Laurence's second tour in Vietnam ended in May 1968. Based in New York, he covered racial violence in Chicago, Detroit, Newark, Kansas City and San Francisco.

Sigma Delta Chi, the U.S. professional journalism society, made its television reporting award for Distinguished Service in Journalism to Laurence for his coverage of the Vietnam war in 1967. Laurence received an Emmy Award from the Academy of Television Arts and Sciences for his 1968 series of investigative reports called "Police After Chicago" on the CBS Evening News.

In 1969, Laurence reported a one-hour documentary on what had become known in the United States as the Generation Gap, the difference in attitudes between young people and their parents. "People are so much more interesting than statistics, a fact demonstrated once again last night on the Columbia Broadcasting System's superb television study of the generation gap, "Fathers and Sons" wrote George Gent in the New York Times.

In March, 1970, Laurence returned to Vietnam to produce and report a documentary called The World of Charlie Company. Along with his cameraman, Keith Kay, and sound technician, James Clevenger, they spent four months recording the daily lives and experiences of Company C, 2nd Battalion, 7th Cavalry Regiment, in Tây Ninh Province in War Zone C near the Cambodian border. They lived, ate and patrolled with the troops while sending news reports for the CBS Evening News. In April 1970, Laurence accompanied C Company as it conducted a helicopter assault into Memot District at the start of the Cambodian Campaign, attempting to engage the North Vietnamese military headquarters known as COSVN. For his work, Laurence received a Columbia duPont Silver Baton award (the first of three), another Emmy (of eleven overall), and the George Polk Memorial award from the Overseas Press Club of America.

===1970–2006===
In 1970, Laurence moved to London to take over as bureau chief from Morley Safer. He and Keith Kay covered the Indo-Pakistani War of 1971 from East Pakistan. As a London-based correspondent, he covered the conflict in Northern Ireland for the next 20 years. He covered the October War (Yom Kippur War) between Syria, Egypt and Israel in 1973. In 1974, he covered the wars in Cyprus, Rhodesia and Ethiopia and the continuing artillery, air force and terrorist incidents between Syria, Lebanon and Israel. Other wars and revolutions he covered in the 1970s, 80s and 90s included Portugal, Angola, Lebanon, Iceland, Afghanistan, South Africa and Yugoslavia. He covered the first Gulf War in 1990–91 and reported from Kuwait for a month after the war for ABC News Nightline. In 2003, Laurence accompanied a rifle company from the 101st Airborne Division (Air Assault) into Iraq at the start of the Iraq War. He returned to Iraq with the same rifle company to make a documentary and was embedded with it for 16 months in 2005–06. The film was called, "I Am an American Soldier".

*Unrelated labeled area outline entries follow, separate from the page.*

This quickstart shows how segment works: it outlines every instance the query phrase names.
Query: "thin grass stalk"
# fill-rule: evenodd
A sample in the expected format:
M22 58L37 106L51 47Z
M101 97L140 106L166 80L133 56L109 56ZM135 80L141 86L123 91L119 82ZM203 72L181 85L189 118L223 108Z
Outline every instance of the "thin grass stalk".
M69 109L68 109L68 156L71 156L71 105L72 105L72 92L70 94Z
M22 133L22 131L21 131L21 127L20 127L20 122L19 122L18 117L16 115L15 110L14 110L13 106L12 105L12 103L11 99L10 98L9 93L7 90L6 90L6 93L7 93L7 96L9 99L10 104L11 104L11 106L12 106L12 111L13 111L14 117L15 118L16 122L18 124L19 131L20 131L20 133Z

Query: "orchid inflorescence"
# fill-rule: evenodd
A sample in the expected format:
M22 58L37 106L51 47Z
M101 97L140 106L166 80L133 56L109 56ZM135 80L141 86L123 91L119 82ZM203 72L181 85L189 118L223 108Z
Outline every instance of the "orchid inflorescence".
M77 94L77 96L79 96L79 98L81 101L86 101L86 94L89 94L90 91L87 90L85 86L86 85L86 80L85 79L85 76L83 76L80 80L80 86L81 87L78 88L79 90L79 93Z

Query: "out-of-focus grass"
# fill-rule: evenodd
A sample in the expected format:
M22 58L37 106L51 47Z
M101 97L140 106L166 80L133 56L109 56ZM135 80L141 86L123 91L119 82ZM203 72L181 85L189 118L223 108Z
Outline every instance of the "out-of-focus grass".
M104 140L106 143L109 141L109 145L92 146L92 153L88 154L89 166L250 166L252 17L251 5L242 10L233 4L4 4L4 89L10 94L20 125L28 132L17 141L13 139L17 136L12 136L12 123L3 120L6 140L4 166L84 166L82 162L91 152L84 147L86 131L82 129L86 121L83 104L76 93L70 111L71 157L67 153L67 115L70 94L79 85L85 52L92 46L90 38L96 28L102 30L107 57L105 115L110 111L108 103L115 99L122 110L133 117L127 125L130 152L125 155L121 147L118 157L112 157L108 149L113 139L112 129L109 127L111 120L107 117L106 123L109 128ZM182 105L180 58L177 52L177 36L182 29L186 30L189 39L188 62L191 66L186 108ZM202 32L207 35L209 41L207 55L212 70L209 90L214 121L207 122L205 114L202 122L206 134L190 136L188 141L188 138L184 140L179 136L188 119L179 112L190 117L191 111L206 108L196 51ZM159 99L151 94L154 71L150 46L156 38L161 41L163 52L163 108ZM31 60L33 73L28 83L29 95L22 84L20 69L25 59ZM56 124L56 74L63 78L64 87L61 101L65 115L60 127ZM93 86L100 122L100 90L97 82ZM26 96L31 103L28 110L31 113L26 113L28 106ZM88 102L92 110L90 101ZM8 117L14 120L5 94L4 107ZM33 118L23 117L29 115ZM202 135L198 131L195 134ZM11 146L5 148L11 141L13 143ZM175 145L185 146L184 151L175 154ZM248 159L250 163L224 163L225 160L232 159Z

In 1977, Laurence left CBS News and began working on his book, "The Cat from Hue: a Vietnam War Story". In 1978, he joined ABC News as a London correspondent at a time when its new president, Roone Arledge, was building the TV news division to make it more competitive with CBS and NBC.

In July 1982 Laurence returned briefly to Vietnam for the first time since 1970.

Laurence's memoir of his years covering the war in Vietnam, The Cat from Hue: a Vietnam War Story, was published in 2002 by PublicAffairs Press in New York. It received positive reviews in The New York Times and in other major U.S. newspapers and magazines. The book received the Cornelius Ryan Award from the Overseas Press Club, its sole annual book award, for "Best Non-Fiction Reporting on International Affairs".

The documentary film Laurence produced and directed, "I am an American Soldier" was shown at film festivals in New York, Orlando and Traverse City, Michigan in 2007. It received a Founder's Award at Traverse City given by Michael Moore, and a Certificate of Appreciation from the 10th Mountain Division at its base in Louisiana for a screening of the film for troops about to embark for a year in Iraq.